Masyarakat Sunda di Jawa Barat tertekan secara sosial, ekonomi, dan politik. Apalagi setelah Pemilu 1955, dua partai yang merepresentasikan Sunda (Gerpis dan PARKI) gagal meraih suara signifikan. Tokoh-tokoh Sunda kian tersisih dari panggung kekuasaan di tanah kelahirannya sendiri.
Kondisi inilah yang kemudian memicu reaksi Front Pemuda Sunda pada 1956. Mereka membuat seruan bernomor 0013/A-0/1956 dengan judul, "Hantjurkan PNI dan Imperialisme Djawa!" Selebaran itu membuat heboh dan menimbulkan polemik panjang. Untuk menengahinya, atas inisiatif Ajip Rosidi dan kawan-kawan, pada 5-7 November 1956 diselenggarakan Kongres Pemuda Sunda I. Sejak itulah perhatian pada kebudayaan Sunda mulai marak lagi. Badan Musyawarah Sunda (BMS) terbentuk. PARKI kembali menjadi Paguyuban Pasundan. Terbentuk pula Damas dan Daya Sunda. Dengan susah payah, tokoh-tokoh potensial Sunda tampil kembali sebagai penguasa Jawa Barat.
Harus bertahan
Masyarakat Yogyakarta harus mempertahankan kesultanan dengan kekuasaan eksekutif itu. Dokumen sejarah resmi yang mengabadikan keistimewaan Yogyakarta masih utuh. Lima Presiden RI sebelum Susilo Bambang Yudhoyono tidak ada yang mempermasalahkannya. Yogyakarta adalah benteng terakhir yang menghubungkan kita dengan kebesaran kerajaan-kerajaan nusantara. Begitu kekuasaan eksekutif hilang dari ta-ngan Sultan dan Pakualam, Keraton Yogyakarta dan Pakualaman akan seperti bekas kesultanan/kerajaan di provinsi lain, menghabiskan sejarahnya dalam konflik internal. Inilah babak terpenting bagi masa depan "budaya Jawa" yang menarik kita cermati.

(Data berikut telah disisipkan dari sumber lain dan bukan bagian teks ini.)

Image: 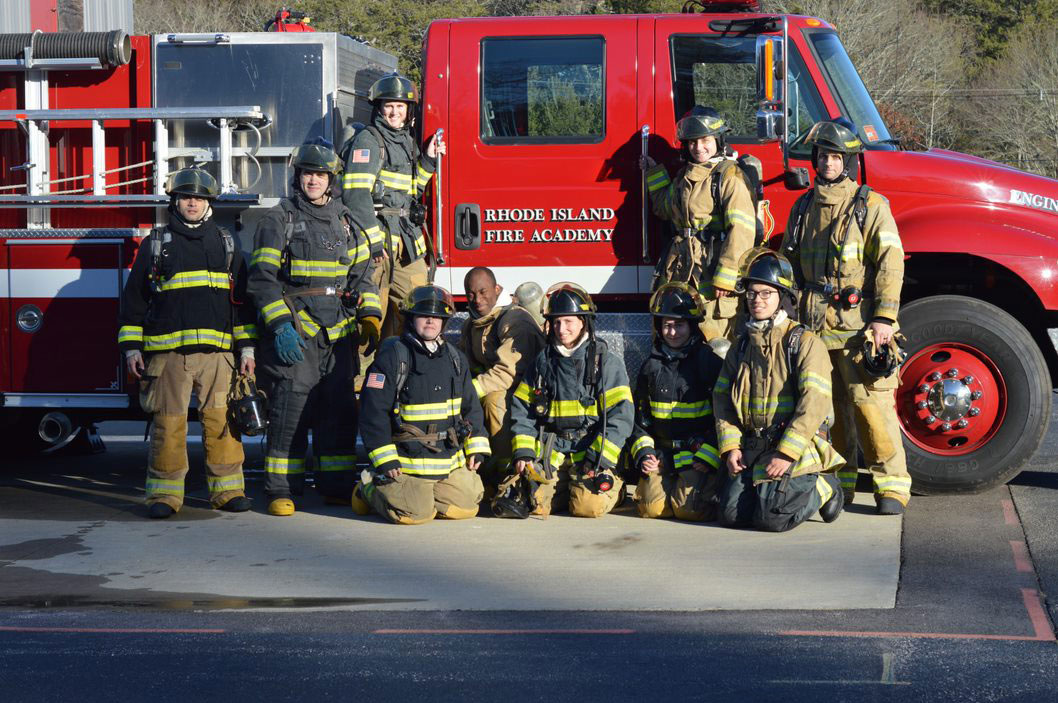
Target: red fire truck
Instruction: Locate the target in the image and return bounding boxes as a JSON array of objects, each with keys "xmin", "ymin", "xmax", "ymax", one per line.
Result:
[{"xmin": 0, "ymin": 0, "xmax": 1058, "ymax": 492}]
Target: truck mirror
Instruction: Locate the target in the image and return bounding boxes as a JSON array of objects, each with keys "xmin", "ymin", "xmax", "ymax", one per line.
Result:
[
  {"xmin": 783, "ymin": 167, "xmax": 811, "ymax": 191},
  {"xmin": 756, "ymin": 36, "xmax": 784, "ymax": 140}
]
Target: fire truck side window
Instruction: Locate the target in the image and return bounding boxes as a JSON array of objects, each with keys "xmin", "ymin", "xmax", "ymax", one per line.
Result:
[
  {"xmin": 786, "ymin": 44, "xmax": 829, "ymax": 159},
  {"xmin": 481, "ymin": 37, "xmax": 605, "ymax": 144},
  {"xmin": 670, "ymin": 35, "xmax": 756, "ymax": 141}
]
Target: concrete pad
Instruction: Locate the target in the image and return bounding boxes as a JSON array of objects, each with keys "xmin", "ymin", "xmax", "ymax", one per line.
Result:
[{"xmin": 0, "ymin": 495, "xmax": 901, "ymax": 611}]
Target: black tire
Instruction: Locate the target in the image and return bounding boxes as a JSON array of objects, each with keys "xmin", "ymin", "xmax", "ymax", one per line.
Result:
[{"xmin": 900, "ymin": 295, "xmax": 1052, "ymax": 494}]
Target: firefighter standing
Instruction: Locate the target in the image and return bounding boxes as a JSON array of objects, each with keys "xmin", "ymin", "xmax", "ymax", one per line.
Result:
[
  {"xmin": 342, "ymin": 73, "xmax": 445, "ymax": 345},
  {"xmin": 713, "ymin": 249, "xmax": 843, "ymax": 533},
  {"xmin": 630, "ymin": 283, "xmax": 722, "ymax": 522},
  {"xmin": 459, "ymin": 267, "xmax": 544, "ymax": 488},
  {"xmin": 642, "ymin": 106, "xmax": 756, "ymax": 341},
  {"xmin": 117, "ymin": 168, "xmax": 256, "ymax": 519},
  {"xmin": 352, "ymin": 286, "xmax": 489, "ymax": 525},
  {"xmin": 511, "ymin": 283, "xmax": 635, "ymax": 518},
  {"xmin": 782, "ymin": 122, "xmax": 911, "ymax": 515},
  {"xmin": 249, "ymin": 142, "xmax": 381, "ymax": 516}
]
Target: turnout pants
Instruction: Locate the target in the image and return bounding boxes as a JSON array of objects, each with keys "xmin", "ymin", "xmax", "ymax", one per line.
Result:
[
  {"xmin": 140, "ymin": 352, "xmax": 244, "ymax": 510},
  {"xmin": 831, "ymin": 349, "xmax": 911, "ymax": 505},
  {"xmin": 355, "ymin": 235, "xmax": 428, "ymax": 392},
  {"xmin": 718, "ymin": 442, "xmax": 834, "ymax": 533},
  {"xmin": 636, "ymin": 469, "xmax": 723, "ymax": 522},
  {"xmin": 259, "ymin": 331, "xmax": 357, "ymax": 501},
  {"xmin": 532, "ymin": 458, "xmax": 624, "ymax": 518},
  {"xmin": 361, "ymin": 467, "xmax": 485, "ymax": 525}
]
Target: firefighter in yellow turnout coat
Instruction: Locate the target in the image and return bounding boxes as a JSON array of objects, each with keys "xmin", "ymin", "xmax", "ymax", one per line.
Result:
[
  {"xmin": 630, "ymin": 283, "xmax": 722, "ymax": 522},
  {"xmin": 511, "ymin": 283, "xmax": 635, "ymax": 518},
  {"xmin": 643, "ymin": 107, "xmax": 756, "ymax": 341},
  {"xmin": 713, "ymin": 249, "xmax": 843, "ymax": 531},
  {"xmin": 352, "ymin": 286, "xmax": 489, "ymax": 525},
  {"xmin": 782, "ymin": 122, "xmax": 911, "ymax": 515}
]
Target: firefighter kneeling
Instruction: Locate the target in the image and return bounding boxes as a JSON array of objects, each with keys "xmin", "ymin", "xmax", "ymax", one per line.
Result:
[
  {"xmin": 713, "ymin": 249, "xmax": 843, "ymax": 533},
  {"xmin": 630, "ymin": 283, "xmax": 722, "ymax": 521},
  {"xmin": 507, "ymin": 283, "xmax": 634, "ymax": 518},
  {"xmin": 352, "ymin": 286, "xmax": 489, "ymax": 525}
]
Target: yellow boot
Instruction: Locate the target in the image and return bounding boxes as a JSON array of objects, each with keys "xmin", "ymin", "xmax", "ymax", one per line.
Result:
[{"xmin": 268, "ymin": 498, "xmax": 294, "ymax": 518}]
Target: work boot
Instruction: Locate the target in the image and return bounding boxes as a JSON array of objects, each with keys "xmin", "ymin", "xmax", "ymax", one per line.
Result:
[
  {"xmin": 349, "ymin": 483, "xmax": 371, "ymax": 515},
  {"xmin": 147, "ymin": 503, "xmax": 176, "ymax": 520},
  {"xmin": 878, "ymin": 495, "xmax": 904, "ymax": 515},
  {"xmin": 268, "ymin": 498, "xmax": 294, "ymax": 518},
  {"xmin": 217, "ymin": 495, "xmax": 250, "ymax": 512},
  {"xmin": 819, "ymin": 473, "xmax": 845, "ymax": 522}
]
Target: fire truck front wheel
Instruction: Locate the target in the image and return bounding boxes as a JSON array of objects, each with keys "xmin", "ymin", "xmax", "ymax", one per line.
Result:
[{"xmin": 896, "ymin": 295, "xmax": 1051, "ymax": 494}]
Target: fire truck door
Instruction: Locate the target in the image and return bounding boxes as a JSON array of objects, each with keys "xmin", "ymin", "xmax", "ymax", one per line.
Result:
[
  {"xmin": 437, "ymin": 20, "xmax": 649, "ymax": 294},
  {"xmin": 3, "ymin": 238, "xmax": 124, "ymax": 393}
]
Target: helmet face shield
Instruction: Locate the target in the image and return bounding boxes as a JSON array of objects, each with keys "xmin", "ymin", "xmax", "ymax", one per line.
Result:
[
  {"xmin": 400, "ymin": 286, "xmax": 456, "ymax": 320},
  {"xmin": 735, "ymin": 247, "xmax": 797, "ymax": 295},
  {"xmin": 650, "ymin": 282, "xmax": 706, "ymax": 321},
  {"xmin": 287, "ymin": 144, "xmax": 342, "ymax": 176},
  {"xmin": 543, "ymin": 281, "xmax": 596, "ymax": 318},
  {"xmin": 165, "ymin": 168, "xmax": 220, "ymax": 200}
]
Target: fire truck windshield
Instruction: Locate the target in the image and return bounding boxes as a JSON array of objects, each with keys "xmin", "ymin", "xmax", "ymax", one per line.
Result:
[{"xmin": 807, "ymin": 31, "xmax": 896, "ymax": 149}]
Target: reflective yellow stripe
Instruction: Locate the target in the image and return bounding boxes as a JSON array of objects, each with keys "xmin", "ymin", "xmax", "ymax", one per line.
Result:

Sekalipun orang Sunda pernah dijajah oleh Sultan Agung dari Mataram, tetapi catatan sejarah itu tidak menutup rasa empati dan simpati untuk mendukung secara moral terhadap perjuangan masyarakat DIY saat ini. Semoga warga Yogyakarta dapat terus berjuang secara konstitusional dan tidak saling memotong di tikungan. Setelah erupsi Merapi, inilah erupsi lain yang jauh lebih berbahaya yang harus dihadapi. Bagi kami di Bandung, "Yogya" sudah dan tetap "Merdeka".
Iip D. Yahya, peminat kajian sejarah lokal, pernah belajar dan bekerja di Yogyakarta.
Sumber: Pikiran Rakyat, Kamis, 2 Desember 2010
1 comment:
Apa bedanya dgn negara didalam negara,pula!.Jika,begitu adalah wajar dan bisa dimaklumi serta pantas pamuda Sunda,marah lewat 'bom kertas'nya FPS,dengan tokoh sentralnya Ki Askawi,itu.yg bahkan,paska itu datang utusan Bung Karno utk menawarkan jabatan menteri dikabinetnya,namun Ki Askawi menolaknya.Inilah,yang banyak belum diketahui publik,Sunda khususnya!.